Prior to joining OFAC, Brian served as an illicit finance analyst for both the Treasury Department’s Office of Intelligence and Analysis and at the Central Intelligence Agency, and was an anticorruption specialist in the forensic services practice at PwC.
Brian holds a BA from Princeton University in economics, with a certificate in finance, and an MA from Johns Hopkins University Paul H. Nitze School of Advanced International Studies in international economics and strategic studies. Brian lives and works in Raleigh, NC.
With remarks from:
Alexandra Chyczij, National President of the Ukrainian Canadian Congress
Alexandra Chyczij was first unanimously elected and sworn in as President of the Ukrainian Canadian Congress (UCC) on December 8, 2018 and subsequently re-elected by delegates at the XXVI UCC Triennial Congress of Ukrainian Canadians in November 2019. Previously, she served as 1st Vice President of the UCC.
Alexandra Chyczij is a committed leader, activist and volunteer, dedicating her efforts to serving the Ukrainian community in Canada. The UCC coordinates and represents the interests of one of Canada’s largest ethnocultural communities (1.35 million).
Alexandra Chyczij is the Executive Director of the Canadian Corporate Counsel Association (CCCA), the national voice of in-house counsel in Canada. With a membership more than 5000-strong, the CCCA is a section of the Canadian Bar Association.

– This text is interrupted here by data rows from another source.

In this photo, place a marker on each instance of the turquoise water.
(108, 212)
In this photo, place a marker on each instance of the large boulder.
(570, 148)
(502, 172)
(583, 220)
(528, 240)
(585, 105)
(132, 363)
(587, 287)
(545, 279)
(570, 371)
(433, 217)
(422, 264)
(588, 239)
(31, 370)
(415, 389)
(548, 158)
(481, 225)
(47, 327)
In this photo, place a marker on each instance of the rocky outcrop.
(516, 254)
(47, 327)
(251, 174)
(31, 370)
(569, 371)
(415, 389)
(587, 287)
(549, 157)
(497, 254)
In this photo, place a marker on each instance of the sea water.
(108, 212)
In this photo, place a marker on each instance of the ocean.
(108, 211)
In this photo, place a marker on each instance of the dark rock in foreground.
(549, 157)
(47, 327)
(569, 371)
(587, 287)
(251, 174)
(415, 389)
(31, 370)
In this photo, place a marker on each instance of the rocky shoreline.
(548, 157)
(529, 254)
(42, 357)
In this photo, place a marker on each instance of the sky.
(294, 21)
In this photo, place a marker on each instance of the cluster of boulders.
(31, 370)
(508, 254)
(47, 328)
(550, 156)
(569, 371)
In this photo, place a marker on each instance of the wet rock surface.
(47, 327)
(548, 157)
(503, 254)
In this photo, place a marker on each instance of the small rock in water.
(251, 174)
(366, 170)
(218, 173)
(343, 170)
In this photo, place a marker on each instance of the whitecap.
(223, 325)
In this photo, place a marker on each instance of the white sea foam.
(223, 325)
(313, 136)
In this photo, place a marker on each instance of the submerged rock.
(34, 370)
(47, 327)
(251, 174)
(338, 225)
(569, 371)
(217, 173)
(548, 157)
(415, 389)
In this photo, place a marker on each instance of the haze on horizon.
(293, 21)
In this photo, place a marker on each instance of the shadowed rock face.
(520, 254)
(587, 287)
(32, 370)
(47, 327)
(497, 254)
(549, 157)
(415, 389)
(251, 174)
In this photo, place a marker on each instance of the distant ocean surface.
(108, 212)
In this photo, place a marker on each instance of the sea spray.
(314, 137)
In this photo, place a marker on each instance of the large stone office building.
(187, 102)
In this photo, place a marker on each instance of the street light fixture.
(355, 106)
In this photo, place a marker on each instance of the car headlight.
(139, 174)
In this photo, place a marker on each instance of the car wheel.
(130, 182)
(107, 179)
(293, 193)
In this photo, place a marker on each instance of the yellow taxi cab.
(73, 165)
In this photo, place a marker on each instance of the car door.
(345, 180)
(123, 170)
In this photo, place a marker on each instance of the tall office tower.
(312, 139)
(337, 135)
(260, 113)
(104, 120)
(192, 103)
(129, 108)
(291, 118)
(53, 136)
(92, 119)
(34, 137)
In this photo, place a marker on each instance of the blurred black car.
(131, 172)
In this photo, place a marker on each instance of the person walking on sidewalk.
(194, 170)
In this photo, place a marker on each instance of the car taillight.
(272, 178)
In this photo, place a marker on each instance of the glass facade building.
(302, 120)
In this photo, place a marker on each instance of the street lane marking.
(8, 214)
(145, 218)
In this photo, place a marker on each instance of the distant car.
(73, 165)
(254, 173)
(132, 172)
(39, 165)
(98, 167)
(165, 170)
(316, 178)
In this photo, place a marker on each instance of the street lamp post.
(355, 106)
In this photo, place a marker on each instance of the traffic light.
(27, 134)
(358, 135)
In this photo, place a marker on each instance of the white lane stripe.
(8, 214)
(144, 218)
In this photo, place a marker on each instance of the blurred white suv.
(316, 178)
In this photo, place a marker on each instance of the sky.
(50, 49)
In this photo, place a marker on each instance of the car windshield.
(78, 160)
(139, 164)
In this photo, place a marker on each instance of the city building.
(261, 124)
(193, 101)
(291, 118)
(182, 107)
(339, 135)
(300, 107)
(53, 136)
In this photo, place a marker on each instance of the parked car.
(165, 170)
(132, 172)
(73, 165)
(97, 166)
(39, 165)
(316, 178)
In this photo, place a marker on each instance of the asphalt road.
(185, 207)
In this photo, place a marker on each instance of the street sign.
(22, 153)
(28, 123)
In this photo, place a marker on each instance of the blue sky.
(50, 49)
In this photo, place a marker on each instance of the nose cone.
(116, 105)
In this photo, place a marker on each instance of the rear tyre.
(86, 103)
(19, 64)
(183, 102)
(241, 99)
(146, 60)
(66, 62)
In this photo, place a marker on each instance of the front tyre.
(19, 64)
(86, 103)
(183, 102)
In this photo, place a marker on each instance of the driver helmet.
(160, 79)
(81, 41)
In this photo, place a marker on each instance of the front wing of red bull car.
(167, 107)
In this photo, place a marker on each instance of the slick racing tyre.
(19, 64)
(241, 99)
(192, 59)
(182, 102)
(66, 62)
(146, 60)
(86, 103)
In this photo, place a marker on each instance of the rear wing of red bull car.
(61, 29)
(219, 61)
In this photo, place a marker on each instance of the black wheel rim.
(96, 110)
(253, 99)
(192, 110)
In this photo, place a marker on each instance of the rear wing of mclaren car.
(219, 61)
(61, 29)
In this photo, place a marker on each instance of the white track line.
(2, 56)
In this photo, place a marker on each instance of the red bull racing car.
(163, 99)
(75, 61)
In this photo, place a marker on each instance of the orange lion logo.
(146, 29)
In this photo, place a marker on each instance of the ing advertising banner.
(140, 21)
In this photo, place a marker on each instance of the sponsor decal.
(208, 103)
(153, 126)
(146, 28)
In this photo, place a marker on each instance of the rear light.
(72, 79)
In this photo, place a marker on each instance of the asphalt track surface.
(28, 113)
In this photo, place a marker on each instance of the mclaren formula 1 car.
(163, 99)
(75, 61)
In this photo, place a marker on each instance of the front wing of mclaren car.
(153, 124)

For many years, Alexandra has worked with the UCC and the Ukrainian Canadian Civil Liberties Association on legal issues, advocating for matters affecting the administration of justice, rule of law, human and civil rights.

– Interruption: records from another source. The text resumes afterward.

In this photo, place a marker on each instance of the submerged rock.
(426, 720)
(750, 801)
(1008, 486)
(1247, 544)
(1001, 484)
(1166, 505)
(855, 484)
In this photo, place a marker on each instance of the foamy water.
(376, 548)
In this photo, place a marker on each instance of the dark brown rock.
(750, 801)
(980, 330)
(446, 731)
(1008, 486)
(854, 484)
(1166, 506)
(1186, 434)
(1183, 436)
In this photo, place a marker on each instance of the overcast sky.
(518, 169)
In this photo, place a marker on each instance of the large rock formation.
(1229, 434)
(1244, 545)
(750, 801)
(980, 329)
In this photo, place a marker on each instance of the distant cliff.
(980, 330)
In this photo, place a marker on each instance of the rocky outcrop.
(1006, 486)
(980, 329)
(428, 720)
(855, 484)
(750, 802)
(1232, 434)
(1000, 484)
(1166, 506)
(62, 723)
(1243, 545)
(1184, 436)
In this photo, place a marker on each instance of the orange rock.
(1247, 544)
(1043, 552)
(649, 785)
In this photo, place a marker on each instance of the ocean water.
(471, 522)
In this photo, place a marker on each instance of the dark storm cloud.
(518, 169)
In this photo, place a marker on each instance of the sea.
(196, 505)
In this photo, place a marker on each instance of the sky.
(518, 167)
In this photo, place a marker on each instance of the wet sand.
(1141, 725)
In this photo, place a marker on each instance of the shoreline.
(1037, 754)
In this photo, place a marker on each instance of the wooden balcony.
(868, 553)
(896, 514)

She has conducted research and advocated for recognition of the Holodomor (Ukrainian Famine) as a genocide and for recognition of the unjust internment of Ukrainian Canadians and others in Canada’s first national internment operations during WWI.
Alexandra was co-counsel with Justice John Sopinka on the International Commission of Inquiry into the 1932-33 Famine in Ukraine, convened by the World Congress of (Free) Ukrainians in 1988, whose report was delivered to the United Nations.

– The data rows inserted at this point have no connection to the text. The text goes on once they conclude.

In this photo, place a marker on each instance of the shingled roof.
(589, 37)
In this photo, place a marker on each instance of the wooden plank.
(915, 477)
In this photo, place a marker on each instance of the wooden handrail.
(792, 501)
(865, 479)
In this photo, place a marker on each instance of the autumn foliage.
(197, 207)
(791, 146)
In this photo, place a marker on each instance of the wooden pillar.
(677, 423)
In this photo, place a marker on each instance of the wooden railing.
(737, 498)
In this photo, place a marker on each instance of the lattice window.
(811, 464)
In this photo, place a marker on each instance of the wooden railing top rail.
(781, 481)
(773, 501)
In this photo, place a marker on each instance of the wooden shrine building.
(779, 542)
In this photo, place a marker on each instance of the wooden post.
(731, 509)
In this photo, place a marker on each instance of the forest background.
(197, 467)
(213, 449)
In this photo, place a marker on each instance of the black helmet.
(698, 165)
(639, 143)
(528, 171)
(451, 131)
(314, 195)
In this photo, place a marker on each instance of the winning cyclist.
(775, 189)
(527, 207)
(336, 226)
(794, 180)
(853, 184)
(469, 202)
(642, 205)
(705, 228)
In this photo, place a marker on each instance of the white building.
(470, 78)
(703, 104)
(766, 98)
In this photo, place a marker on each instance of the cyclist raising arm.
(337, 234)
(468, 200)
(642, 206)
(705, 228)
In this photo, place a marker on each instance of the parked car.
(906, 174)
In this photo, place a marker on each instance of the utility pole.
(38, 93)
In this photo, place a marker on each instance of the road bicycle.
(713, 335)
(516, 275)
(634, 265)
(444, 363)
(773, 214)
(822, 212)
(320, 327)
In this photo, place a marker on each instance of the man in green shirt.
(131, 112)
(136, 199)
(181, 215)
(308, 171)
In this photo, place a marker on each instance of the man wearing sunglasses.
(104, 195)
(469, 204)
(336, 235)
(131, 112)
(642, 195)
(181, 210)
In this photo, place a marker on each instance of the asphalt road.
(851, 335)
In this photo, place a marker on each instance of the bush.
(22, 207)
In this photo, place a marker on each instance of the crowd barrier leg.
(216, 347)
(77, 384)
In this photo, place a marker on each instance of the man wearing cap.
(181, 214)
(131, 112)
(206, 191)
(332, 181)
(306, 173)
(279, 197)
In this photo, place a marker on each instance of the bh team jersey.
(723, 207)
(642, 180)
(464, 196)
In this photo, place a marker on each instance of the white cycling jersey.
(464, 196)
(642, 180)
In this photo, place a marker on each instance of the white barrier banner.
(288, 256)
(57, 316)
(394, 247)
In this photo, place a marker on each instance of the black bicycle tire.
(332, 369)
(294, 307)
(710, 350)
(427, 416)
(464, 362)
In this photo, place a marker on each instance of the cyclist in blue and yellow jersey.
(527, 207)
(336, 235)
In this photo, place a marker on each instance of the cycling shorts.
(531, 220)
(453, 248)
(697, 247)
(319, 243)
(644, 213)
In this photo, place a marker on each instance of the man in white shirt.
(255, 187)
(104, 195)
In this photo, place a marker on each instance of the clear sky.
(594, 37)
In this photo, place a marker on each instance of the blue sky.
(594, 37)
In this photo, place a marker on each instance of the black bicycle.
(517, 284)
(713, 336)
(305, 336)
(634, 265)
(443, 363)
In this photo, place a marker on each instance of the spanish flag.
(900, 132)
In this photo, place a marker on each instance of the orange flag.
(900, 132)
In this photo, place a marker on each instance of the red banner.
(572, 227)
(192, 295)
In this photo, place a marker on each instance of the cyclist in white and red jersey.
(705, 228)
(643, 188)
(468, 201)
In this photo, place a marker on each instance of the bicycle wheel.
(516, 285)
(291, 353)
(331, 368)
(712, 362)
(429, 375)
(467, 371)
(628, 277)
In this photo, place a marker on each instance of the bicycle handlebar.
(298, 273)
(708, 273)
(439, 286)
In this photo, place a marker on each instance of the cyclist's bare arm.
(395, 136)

Ms. Chyczij’s full biography is available here: https://www.ucc.ca/ucc-leader/alexandra-chyczij/
Marcus Kolga, President, Central and Eastern European Council in Canada, Senior Fellow, Macdonald Laurier Institute
Marcus Kolga is the founder and director of DisinfoWatch and a senior fellow at the Macdonald-Laurier and CDA institutes. He is a journalist, filmmaker, digital communications developer and human rights activist. He led the Canadian civil society campaign for Magnitsky legislation and continues to advocate for global human rights and democracy activists. Marcus is a regular commentator on international affairs and human rights and his articles have been published by The Globe and Mail, The Toronto Star, The National Post, The New York Daily Mail, Macleans, The EU Observer and other international publications.